He was the driving force behind a weekly Scots newspaper, the Clachan Crack, which lifted morale out of all proportion to the somewhat sketchy print it was. When General Montgomery relieved Auchinleck in 1942 Gardiner- Scott founded Montgomery House in Alexandria as a community centre for all ranks and Allied troops. He won the greatest respect of Montgomery's chief of staff General Sir Francis de Guingand, who whenever he came to the Parliamentary Labour Party defence group would ask after Gardiner- Scott.
At the end of the war he served as Church of Scotland Chaplain for Galilee and District during a time of enormous sensitivity. On returning home he became a senior chaplain at Scottish Command in Edinburgh and then warden of the student movement house in London. However he felt the call of serving the Church abroad and in 1950 accepted the position of Chaplain at Victoria University, Wellington, New Zealand, where he remained for four years. When I asked him why he didn't stay longer he said that he felt guilty about having too cushy a job.

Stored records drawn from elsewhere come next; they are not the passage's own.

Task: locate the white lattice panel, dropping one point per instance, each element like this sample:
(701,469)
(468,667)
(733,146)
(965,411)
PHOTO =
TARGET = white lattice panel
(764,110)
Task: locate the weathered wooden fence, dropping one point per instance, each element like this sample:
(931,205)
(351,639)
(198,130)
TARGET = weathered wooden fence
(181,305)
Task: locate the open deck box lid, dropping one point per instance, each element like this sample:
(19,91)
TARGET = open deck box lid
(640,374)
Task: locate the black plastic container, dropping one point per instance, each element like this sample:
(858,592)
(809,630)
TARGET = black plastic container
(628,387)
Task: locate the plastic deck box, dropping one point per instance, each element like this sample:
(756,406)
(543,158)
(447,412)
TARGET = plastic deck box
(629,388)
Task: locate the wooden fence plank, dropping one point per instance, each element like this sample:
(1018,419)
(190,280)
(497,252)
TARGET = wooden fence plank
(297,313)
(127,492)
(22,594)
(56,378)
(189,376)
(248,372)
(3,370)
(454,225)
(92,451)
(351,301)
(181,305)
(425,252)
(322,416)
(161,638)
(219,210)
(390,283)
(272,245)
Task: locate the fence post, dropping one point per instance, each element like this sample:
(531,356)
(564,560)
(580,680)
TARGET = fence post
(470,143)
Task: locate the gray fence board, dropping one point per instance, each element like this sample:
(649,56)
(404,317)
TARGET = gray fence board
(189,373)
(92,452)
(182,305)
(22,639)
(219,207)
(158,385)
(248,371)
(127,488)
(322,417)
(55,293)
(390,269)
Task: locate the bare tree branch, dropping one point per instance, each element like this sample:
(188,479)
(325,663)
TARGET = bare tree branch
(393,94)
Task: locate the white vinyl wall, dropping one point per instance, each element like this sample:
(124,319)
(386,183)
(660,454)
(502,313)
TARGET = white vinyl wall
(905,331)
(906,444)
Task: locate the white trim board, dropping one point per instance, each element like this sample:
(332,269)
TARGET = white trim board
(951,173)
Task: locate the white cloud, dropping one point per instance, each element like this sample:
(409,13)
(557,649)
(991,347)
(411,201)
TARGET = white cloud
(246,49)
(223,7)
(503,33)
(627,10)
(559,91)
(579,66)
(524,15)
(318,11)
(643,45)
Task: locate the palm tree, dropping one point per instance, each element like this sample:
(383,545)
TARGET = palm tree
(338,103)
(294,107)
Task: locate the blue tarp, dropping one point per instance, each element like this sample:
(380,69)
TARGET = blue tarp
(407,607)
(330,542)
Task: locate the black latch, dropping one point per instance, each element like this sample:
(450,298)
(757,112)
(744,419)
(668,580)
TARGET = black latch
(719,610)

From 1955, with the exception of seven years in Abernethy parish in Perthshire, he gave his life to the Scottish Hospice.
William Gardiner-Scott, minister of the church: born Bo'ness, West Lothian 23 February 1906; ordained to Ministry of Church of Scotland 1939; Warden of the Scots Church of St Andrew and Hospice Jerusalem 1955-60, 1966-73; OBE 1974; married 1938 Darinka Glogovac (one daughter); died Jerusalem 27 May 1998.